1866—The two-day Memphis, Tenn., race riots, one of the most savage events immediately following the civil war, begins. When it was over, former Confederate soldiers, angered by the loss of the Civil War and the new status for Blacks, had killed 46 Blacks and two of their White supporters, as well as raped five Black women and torched over 90 homes, schools and churches. In support of the rebel soldiers, local police arrested hundreds of Blacks and not the Whites who were rioting. However, the savage nature of the rioting in Memphis (and a similar disturbance in New Orleans) prompted Congress to pass radical Reconstruction to aid Blacks, a Civil Rights bill, and the 14th Amendment to the Constitution guaranteeing citizenship and equal protection to former slaves.
1950—Brilliant poet Gwendolyn Brooks, the first African-American to win a Pulitzer Prize, is born on this day in Topeka, Kan.
1967—The “Long Hot Summer” begins. The period between May 1 and Oct. 1, 1967 witnessed the most dramatic and destructive series of Black urban disturbances in American history. Major riots took place in 40 American cities. There were also lesser disturbances in 100 smaller towns and cities. Many felt the riots were sparked by a collective sense of frustrated hopes and a new urban generation less willing to adopt peaceful means for change.
1844—Master inventor Elijah McCoy is born in Colchester, Ontario, Canada. He would become the holder of over 50 patents—most were mechanical devices, which greatly improved engines, locomotives and steamships. The superiority of his inventions led to the phrase “the real McCoy” coming to mean the mark of excellent and authenticity. McCoy was born to slaves who escaped America for a free life in Canada. His parents became successful and sent him to study engineering in Scotland when he was only 16. After the end of U.S. slavery, he settled in Ypsilanti, Mich., and began his remarkable career.

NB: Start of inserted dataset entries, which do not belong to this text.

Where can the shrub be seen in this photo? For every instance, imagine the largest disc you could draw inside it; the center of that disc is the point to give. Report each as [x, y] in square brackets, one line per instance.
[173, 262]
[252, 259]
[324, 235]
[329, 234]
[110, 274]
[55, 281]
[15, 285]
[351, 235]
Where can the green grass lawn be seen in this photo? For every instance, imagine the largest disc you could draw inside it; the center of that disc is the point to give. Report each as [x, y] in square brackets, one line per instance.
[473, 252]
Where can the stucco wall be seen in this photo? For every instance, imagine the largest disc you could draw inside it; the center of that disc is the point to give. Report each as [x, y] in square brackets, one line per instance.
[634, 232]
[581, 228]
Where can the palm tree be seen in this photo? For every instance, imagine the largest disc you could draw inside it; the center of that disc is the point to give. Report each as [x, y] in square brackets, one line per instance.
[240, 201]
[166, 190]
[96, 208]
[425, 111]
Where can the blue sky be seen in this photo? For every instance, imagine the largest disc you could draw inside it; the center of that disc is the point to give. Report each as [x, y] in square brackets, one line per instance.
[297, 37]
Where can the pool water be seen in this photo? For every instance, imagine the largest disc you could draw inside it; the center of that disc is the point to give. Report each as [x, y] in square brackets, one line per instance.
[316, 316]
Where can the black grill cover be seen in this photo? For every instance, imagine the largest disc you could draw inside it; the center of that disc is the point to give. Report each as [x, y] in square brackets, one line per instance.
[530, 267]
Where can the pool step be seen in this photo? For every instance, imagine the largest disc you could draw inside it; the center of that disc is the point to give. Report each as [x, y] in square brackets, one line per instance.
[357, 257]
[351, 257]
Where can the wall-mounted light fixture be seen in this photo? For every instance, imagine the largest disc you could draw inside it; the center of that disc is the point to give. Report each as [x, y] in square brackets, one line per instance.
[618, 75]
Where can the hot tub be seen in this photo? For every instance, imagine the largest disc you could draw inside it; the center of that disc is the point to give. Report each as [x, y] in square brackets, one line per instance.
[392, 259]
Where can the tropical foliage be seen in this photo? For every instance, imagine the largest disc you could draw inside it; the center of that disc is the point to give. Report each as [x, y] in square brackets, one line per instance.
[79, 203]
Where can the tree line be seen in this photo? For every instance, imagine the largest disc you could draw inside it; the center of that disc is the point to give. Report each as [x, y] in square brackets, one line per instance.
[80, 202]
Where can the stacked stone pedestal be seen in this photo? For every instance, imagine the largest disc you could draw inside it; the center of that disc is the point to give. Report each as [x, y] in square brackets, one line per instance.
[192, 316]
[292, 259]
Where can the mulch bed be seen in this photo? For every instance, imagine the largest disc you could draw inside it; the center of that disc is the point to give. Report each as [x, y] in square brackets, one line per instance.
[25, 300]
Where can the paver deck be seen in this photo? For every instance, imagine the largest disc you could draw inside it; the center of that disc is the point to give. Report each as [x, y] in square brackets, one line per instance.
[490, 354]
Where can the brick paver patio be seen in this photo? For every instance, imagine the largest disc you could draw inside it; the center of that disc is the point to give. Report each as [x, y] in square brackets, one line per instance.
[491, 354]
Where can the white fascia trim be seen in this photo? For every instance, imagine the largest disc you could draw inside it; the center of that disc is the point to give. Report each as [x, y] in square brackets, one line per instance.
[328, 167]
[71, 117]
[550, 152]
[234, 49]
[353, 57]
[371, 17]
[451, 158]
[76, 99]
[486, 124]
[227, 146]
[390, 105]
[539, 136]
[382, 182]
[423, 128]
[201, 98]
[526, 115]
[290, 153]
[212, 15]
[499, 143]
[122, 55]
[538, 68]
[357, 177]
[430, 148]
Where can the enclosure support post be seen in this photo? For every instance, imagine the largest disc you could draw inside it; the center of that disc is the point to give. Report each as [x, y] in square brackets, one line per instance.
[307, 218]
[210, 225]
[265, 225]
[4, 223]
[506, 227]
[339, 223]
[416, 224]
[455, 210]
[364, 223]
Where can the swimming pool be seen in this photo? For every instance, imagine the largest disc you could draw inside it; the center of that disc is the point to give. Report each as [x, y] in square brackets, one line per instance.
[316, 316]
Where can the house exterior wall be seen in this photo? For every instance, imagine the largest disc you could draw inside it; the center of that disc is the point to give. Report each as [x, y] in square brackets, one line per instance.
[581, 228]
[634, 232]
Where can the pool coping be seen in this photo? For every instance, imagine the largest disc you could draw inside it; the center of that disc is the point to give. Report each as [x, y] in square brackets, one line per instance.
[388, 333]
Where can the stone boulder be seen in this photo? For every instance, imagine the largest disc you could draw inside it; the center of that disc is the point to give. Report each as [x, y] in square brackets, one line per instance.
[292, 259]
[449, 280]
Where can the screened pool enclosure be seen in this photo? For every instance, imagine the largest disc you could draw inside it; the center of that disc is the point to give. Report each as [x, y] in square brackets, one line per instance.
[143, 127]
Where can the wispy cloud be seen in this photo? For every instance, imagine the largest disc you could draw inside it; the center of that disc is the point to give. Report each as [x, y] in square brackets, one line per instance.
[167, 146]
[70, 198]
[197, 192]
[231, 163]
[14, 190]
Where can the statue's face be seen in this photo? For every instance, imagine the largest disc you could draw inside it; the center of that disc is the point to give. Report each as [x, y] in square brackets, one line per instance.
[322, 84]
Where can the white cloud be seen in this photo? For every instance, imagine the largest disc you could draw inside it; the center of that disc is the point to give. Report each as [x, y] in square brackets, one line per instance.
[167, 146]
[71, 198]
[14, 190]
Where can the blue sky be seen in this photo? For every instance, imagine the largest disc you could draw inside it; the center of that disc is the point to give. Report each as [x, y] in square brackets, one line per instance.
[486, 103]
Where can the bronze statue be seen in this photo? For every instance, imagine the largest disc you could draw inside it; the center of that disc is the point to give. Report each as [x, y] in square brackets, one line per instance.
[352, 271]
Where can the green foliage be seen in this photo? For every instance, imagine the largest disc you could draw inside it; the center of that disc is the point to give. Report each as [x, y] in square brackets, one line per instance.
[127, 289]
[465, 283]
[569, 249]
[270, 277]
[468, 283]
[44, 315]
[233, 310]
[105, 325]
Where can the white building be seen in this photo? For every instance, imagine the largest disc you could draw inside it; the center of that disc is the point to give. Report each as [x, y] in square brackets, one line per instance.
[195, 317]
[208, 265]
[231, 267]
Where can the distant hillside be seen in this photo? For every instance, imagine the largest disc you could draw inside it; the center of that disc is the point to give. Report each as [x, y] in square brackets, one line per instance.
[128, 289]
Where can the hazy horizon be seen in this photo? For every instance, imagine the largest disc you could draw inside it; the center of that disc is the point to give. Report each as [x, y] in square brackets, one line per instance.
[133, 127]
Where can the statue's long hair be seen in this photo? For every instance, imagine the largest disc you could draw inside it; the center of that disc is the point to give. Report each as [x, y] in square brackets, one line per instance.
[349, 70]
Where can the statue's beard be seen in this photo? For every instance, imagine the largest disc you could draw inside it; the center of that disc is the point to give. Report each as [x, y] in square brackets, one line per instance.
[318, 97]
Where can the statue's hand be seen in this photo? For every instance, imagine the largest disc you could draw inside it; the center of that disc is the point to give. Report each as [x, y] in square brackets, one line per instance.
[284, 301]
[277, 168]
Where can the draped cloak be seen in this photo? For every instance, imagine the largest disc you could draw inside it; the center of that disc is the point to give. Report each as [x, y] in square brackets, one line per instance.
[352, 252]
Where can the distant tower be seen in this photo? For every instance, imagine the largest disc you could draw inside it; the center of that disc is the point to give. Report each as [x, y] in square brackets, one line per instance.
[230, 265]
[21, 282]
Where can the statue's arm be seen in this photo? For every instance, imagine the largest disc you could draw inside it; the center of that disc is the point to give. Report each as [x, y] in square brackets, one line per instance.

1870—One of the most unsung religious leaders in American history, William Seymour, was born on this day in Centerville, La. Seymour became pastor of the Azusa Street Mission in Los Angeles and the catalyst for the worldwide Pentecostal movement. He not only rejected racial barriers in the church in favor of “Unity in Christ,” but he is also credited with eliminating many of the restrictions placed on women in the church. He died of a heart attack in 1922.